I would prefer my car to fly through the air, but that's not what it does.

My point is that LLMs are not magical, they're limited by their architecture and reality. They are not symbolic rule processors, even though they can fake it somewhat convincingly. In order for a symbolic rule processor to produce accurate answers, it must have some form of iteration (or fixed point computation, if you prefer). A finite number of layers imposes a fundamental limit on how far the rules' effects can be propagated, without feeding some state back in and iterating. You can augment or modify an LLM to internally do just that, but then it's a different architecture and most likely no longer trainable in a massively parallel fashion. Asking for a chain of thought gives a weak form of iteration restricted to passing state via the response so far, and apparently that chain of thought is compatible enough with the way the LLM works that it doesn't matter that the training did not explicitly involve that iteration.
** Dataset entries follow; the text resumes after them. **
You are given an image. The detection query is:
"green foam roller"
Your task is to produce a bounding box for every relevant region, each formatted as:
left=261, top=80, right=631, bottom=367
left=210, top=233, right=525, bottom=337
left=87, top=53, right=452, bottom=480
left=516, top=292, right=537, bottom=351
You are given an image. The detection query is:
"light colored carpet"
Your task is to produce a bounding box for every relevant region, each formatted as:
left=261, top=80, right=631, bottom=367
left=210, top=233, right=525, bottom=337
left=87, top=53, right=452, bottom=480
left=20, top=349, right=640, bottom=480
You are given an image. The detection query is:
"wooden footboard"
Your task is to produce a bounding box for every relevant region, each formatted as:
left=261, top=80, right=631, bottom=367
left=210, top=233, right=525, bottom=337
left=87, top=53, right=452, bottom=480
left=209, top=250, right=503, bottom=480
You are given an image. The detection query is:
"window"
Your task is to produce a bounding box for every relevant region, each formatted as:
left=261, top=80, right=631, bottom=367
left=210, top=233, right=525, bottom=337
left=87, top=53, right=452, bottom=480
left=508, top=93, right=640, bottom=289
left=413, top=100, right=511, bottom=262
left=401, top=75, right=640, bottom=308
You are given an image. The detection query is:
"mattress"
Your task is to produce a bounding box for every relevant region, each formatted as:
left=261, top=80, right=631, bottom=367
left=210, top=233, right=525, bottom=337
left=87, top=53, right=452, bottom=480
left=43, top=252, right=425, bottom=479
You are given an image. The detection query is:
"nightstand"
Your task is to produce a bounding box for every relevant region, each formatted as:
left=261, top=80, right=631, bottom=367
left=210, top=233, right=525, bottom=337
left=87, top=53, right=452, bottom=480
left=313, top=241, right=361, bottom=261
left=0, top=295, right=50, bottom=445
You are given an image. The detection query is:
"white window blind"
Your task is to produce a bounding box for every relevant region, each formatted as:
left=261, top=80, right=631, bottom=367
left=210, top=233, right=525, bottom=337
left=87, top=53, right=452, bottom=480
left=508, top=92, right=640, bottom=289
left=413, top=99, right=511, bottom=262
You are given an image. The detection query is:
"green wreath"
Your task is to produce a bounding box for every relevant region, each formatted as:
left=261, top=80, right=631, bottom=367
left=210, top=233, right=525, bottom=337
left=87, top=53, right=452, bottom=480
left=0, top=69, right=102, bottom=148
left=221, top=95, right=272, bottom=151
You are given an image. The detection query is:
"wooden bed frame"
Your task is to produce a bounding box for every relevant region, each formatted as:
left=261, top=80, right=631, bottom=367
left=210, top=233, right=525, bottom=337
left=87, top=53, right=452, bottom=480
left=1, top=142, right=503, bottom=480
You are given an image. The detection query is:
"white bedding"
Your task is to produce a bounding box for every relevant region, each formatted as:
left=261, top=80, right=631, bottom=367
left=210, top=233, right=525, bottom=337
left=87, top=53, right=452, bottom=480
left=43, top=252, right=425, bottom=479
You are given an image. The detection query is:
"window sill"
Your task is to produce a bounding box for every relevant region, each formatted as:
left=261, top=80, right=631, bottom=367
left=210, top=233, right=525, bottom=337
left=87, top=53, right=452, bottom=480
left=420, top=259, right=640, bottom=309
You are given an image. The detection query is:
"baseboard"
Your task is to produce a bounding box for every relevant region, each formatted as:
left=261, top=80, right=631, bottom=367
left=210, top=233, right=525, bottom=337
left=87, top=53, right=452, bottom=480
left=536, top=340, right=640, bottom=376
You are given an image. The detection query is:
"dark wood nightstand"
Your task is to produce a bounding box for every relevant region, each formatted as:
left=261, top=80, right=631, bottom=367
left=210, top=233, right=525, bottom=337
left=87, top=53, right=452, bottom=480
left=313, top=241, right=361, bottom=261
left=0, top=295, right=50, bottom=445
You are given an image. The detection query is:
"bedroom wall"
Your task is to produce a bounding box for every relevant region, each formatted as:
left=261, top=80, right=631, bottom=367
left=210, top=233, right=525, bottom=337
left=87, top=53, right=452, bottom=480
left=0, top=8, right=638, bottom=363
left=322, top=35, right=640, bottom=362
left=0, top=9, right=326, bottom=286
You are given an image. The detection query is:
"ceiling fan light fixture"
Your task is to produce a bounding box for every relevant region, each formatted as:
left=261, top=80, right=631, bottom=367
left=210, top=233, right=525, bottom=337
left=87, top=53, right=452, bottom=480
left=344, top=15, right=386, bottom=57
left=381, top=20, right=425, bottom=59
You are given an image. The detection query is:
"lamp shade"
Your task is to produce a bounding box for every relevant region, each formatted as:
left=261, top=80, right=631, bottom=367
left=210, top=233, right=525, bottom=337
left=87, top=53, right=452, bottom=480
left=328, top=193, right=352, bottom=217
In short, demanding accurate answers means moving back in the direction of traditional AI. Which has its own strengths and weaknesses, but has never achieved the level of apparent magic we're seeing from these relatively dumb collections of weights extracted from enormously massive piles of data.

The Secret Formula turned out to be "feed a huge amount of data to a big but dumb model", because the not so dumb (simple) models would take too long to feed the huge amount of data to, and the benefits of model complexity are massively outweighed by the competing benefits of learning big sets of weights from massive data. The trick was to find just the right form of "dumb" (though now it sounds like multiple forms of dumb work ok as long as you have the massive pile of data to feed it, and you don't go so dumb as to lose the attention mechanism).